The use of time-of-flight camera for navigating robots in computer-aided surgery: monitoring the soft tissue envelope of minimally invasive hip approach in a cadaver study.

BACKGROUND: Time-of-flight (TOF) cameras can guide surgical robots or provide soft tissue information for augmented reality in the medical field. In this study, a method to automatically track the soft tissue envelope of a minimally invasive hip approach in a cadaver study is described. METHODS: An algorithm for the TOF camera was developed and 30 measurements on 8 surgical situs (direct anterior approach) were carried out. The results were compared to a manual measurement of the soft tissue envelope.
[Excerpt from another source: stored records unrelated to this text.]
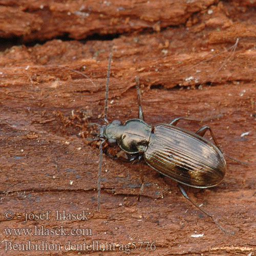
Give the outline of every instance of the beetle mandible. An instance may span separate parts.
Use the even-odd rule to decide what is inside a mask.
[[[110,54],[108,68],[104,120],[106,124],[99,128],[98,139],[100,144],[99,174],[98,179],[98,209],[100,200],[100,181],[102,160],[102,144],[117,144],[130,154],[140,154],[152,168],[170,178],[178,183],[182,195],[205,214],[210,217],[223,231],[224,229],[214,216],[192,201],[179,183],[200,188],[216,186],[223,179],[226,172],[226,161],[214,134],[208,126],[200,129],[195,133],[176,126],[182,119],[201,122],[207,119],[188,117],[175,118],[168,124],[159,124],[154,126],[146,123],[141,105],[139,79],[136,88],[139,103],[138,118],[126,121],[123,124],[118,120],[109,123],[106,118],[109,78],[112,54]],[[203,138],[209,130],[215,145]],[[140,194],[143,188],[143,180]]]

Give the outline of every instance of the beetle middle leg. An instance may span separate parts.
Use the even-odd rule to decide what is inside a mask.
[[[214,133],[211,129],[207,125],[205,125],[204,126],[203,126],[202,128],[200,128],[198,131],[197,131],[196,132],[196,134],[198,134],[201,137],[203,137],[204,135],[205,134],[205,133],[207,130],[209,130],[210,133],[210,135],[211,135],[211,137],[212,137],[212,139],[214,139],[214,143],[216,144],[216,146],[217,146],[217,147],[221,151],[221,152],[222,152],[222,151],[221,150],[221,147],[220,144],[218,143],[217,140],[216,139],[216,138],[214,136]]]
[[[140,98],[139,82],[138,76],[135,77],[135,81],[136,82],[137,95],[138,95],[138,102],[139,103],[139,119],[144,120],[142,109],[141,108],[141,99]]]

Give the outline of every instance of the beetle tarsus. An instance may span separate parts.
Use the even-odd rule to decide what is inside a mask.
[[[183,196],[184,196],[184,197],[185,197],[190,203],[191,203],[193,204],[194,204],[197,208],[198,208],[198,209],[199,209],[199,210],[200,210],[202,212],[203,212],[204,214],[205,214],[207,216],[209,216],[212,220],[212,221],[214,221],[214,222],[218,226],[218,227],[219,227],[219,228],[220,228],[220,229],[221,229],[222,231],[223,231],[225,233],[227,233],[229,234],[233,235],[234,234],[234,233],[233,233],[233,232],[230,232],[229,231],[227,231],[227,230],[226,230],[225,229],[224,229],[219,224],[219,223],[215,219],[215,218],[214,217],[214,216],[212,216],[212,215],[211,215],[209,212],[207,212],[205,210],[204,210],[203,209],[202,209],[202,208],[201,208],[200,206],[199,206],[199,205],[197,205],[195,202],[194,202],[191,199],[190,199],[190,198],[189,198],[189,197],[187,195],[187,194],[186,193],[186,191],[184,190],[184,188],[181,186],[181,185],[180,184],[178,184],[178,186],[179,187],[179,188],[180,189],[180,191],[181,192],[181,194],[183,195]]]
[[[102,163],[102,144],[105,142],[105,140],[102,140],[99,145],[99,173],[98,174],[98,205],[97,209],[99,210],[100,204],[100,182],[101,181],[101,165]]]
[[[142,191],[144,187],[144,175],[143,175],[143,171],[142,169],[142,166],[141,165],[141,162],[140,161],[141,158],[141,156],[139,156],[139,165],[140,165],[140,191],[139,192],[139,196],[138,197],[138,201],[141,201],[141,195],[142,194]]]

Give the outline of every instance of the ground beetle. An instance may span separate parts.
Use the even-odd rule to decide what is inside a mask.
[[[210,217],[223,231],[214,217],[193,202],[179,183],[200,188],[212,187],[223,179],[226,161],[210,128],[204,126],[196,133],[176,126],[181,119],[201,122],[188,117],[175,118],[168,124],[149,125],[143,120],[139,92],[139,79],[136,78],[139,102],[139,118],[126,121],[123,125],[118,120],[109,123],[106,119],[109,82],[111,62],[110,55],[106,85],[104,120],[106,124],[99,127],[98,139],[100,145],[100,159],[98,180],[98,209],[100,198],[100,176],[102,159],[102,144],[117,144],[121,150],[130,154],[144,156],[146,163],[152,168],[178,182],[182,195],[201,211]],[[209,130],[216,145],[203,138]],[[143,179],[140,195],[143,188]]]

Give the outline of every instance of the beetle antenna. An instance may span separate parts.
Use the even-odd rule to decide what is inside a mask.
[[[109,84],[110,76],[110,67],[111,66],[111,58],[112,57],[112,53],[110,53],[110,58],[109,60],[109,66],[108,67],[108,72],[106,73],[106,92],[105,96],[105,108],[104,109],[104,121],[106,123],[109,123],[109,121],[106,119],[106,112],[108,111],[108,101],[109,98]]]
[[[135,77],[135,81],[136,82],[137,95],[138,95],[138,102],[139,103],[139,118],[144,120],[142,109],[141,108],[141,99],[140,98],[139,77],[138,76]]]
[[[222,231],[224,232],[225,233],[227,233],[229,234],[233,235],[234,234],[234,233],[233,232],[230,232],[229,231],[225,230],[217,222],[217,221],[215,219],[215,218],[211,215],[211,214],[209,214],[209,212],[207,212],[205,210],[202,209],[202,208],[199,206],[199,205],[198,205],[195,202],[192,201],[191,199],[190,199],[189,197],[187,195],[187,193],[186,193],[186,191],[184,190],[184,188],[179,184],[178,184],[178,186],[179,187],[179,188],[180,190],[180,191],[181,192],[182,194],[183,195],[183,196],[186,198],[189,202],[190,202],[193,204],[194,204],[197,208],[199,209],[199,210],[201,210],[202,212],[203,212],[204,214],[207,215],[207,216],[209,216],[214,222],[214,223],[218,226],[219,228],[221,229]]]
[[[98,174],[98,210],[99,210],[99,205],[100,204],[100,183],[101,181],[101,166],[102,163],[102,144],[105,142],[105,140],[102,140],[99,145],[99,173]]]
RESULTS: The TOF camera showed an overall recognition rate of the soft tissue envelope of 75%. On comparing the results from the algorithm with the manual measurements, a significant difference was found (P > .005). CONCLUSIONS: In this preliminary study, we have presented a method for automatically recognizing the soft tissue envelope of the surgical field in a real-time application. Further improvements could result in a robotic navigation device for minimally invasive hip surgery.